Funding for the long sought-after position was added to NU’s 2001-2002 budget, which was finalized Thursday afternoon.
“I’ve always thought it was a good idea in terms of trying to be respondent to the needs of a significant number of students,” Bienen said.
Asian-American students, who compose 18 percent of NU’s student population, have been seeking an outreach coordinator since 1991. The position was one of the demands listed when students went on a 23-day hunger strike in the spring of 1995 to lobby administrators for an Asian-American studies program.
The coordinator also will help Asian-American student groups plan events to improve groups’ programming and ensure that events don’t overlap. He or she also will create a link between Asian-American studies professors and students to build stronger student interest in classes.
Vice President for Student Affairs William Banis said his office will begin searching for the coordinator once he is officially notified that the funds have been budgeted for next year. He said he is confident that someone would be found by September.
“We’ve had a need for an adviser to work more closely with Asian-American student groups on campus, and we’ve had some stumbling in the past year with the groups,” Banis said. “Having a professional adviser and advocate on the staff will help student groups be more effective and do a better job, and it will help Asian Americans develop a stronger sense of community at Northwestern.”

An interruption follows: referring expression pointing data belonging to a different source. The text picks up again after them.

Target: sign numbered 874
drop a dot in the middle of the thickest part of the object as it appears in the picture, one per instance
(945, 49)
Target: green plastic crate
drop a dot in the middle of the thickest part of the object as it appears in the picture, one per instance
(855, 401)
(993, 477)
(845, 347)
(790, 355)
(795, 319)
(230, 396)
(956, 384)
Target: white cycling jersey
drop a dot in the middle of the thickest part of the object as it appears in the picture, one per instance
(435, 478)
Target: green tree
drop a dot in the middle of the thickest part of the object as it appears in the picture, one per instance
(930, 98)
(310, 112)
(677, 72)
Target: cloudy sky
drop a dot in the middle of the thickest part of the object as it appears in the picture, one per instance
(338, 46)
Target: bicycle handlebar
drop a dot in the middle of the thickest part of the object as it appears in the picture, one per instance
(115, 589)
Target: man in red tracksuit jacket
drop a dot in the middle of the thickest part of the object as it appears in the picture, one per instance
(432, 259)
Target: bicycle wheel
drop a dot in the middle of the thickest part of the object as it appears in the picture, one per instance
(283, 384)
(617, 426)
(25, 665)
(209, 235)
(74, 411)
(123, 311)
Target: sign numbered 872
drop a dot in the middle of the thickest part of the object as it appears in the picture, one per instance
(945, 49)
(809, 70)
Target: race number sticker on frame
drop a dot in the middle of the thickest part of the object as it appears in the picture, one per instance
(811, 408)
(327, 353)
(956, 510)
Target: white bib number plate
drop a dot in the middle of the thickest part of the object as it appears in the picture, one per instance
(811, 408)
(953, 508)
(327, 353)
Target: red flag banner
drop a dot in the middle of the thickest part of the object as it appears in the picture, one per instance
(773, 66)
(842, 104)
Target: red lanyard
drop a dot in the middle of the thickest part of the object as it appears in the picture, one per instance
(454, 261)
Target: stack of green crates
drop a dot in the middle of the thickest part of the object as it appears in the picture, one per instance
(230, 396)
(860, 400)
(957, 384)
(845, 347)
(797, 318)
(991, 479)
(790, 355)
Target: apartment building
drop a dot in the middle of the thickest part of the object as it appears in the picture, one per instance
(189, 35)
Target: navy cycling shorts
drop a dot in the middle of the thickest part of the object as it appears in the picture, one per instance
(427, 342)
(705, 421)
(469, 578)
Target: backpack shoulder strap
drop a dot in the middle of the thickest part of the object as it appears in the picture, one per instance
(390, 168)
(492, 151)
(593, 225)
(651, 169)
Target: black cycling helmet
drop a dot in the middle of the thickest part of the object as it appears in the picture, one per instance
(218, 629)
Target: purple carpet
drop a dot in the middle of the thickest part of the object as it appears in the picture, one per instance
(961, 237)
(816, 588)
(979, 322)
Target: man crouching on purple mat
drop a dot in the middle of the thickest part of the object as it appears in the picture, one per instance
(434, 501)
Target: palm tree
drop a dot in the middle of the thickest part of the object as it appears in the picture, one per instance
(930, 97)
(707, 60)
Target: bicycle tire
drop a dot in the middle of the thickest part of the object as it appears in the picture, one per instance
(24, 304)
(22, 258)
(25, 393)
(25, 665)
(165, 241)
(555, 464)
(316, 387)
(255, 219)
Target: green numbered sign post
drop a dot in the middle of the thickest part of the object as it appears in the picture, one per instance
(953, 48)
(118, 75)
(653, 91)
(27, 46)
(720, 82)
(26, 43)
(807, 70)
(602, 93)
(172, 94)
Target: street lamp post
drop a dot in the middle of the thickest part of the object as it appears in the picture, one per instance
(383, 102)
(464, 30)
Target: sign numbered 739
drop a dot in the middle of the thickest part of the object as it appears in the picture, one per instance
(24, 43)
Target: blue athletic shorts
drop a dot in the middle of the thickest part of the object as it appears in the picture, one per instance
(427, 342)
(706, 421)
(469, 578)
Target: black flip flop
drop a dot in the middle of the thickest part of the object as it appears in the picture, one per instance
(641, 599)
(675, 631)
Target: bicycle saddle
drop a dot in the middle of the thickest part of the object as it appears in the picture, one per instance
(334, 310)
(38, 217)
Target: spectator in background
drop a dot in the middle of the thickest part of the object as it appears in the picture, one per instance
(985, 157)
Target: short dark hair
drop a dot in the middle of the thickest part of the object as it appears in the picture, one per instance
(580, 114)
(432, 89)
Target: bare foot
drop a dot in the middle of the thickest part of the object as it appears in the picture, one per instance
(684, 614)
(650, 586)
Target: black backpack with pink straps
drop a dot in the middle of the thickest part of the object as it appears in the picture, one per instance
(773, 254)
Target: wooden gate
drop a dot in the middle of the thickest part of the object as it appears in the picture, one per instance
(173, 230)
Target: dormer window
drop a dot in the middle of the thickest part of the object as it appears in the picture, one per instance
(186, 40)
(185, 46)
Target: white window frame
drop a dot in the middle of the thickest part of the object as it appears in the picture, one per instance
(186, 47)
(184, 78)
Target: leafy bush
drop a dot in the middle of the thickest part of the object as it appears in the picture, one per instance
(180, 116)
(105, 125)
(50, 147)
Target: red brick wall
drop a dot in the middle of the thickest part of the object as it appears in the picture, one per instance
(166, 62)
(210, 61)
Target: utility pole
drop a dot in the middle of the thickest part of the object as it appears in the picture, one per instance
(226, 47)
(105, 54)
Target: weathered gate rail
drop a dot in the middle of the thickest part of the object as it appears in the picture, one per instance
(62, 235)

African-American and Latino outreach coordinators were hired in 1999. Both work from the student affairs office.
Weinberg administrators created the Asian-American studies program in 1999 and have hired two assistant professors: Dorothy Wang, in English and Ji-Yeon Yuh in history.
Weinberg senior Vishal Vaid, an Asian-American studies minor who has been involved in lobbying administrators to fund an Asian-American coordinator position since his freshman year, lauded the administration for appreciating the needs of students.
“The coordinator has a dynamic role that will totally benefit many aspects of Asian-American students on campus,” he said. “We have our own set of concerns when it comes to being students on this campus that aren’t addressed by any current administrators.”
Vaid said the coordinator also would help attract a more diverse Asian-American student body to campus. He said most Asian Americans on campus were ethnically Chinese, Korean or Indian. A coordinator would help NU recruit students who were linked to parts of Asia that were not yet economically prosperous in the United States, he said.
A coordinator also will help build bridges between Asian Americans and members of other minority groups on campus, Vaid said.
Asian-American students were not alone in the quest to hire a coordinator. The Undergraduate Budget Priorities Committee lobbied Bienen and Senior Vice President for Business and Finance Eugene Sunshine to include funding for the coordinator in the budget.
Associated Student Government President Jordan Heinz, a UPC member said the decision to hire a coordinator showed that students and administrators could work together to better students’ lives.
“Administrators are open to student input if it’s presented to them in an amenable manner,” Heinz said.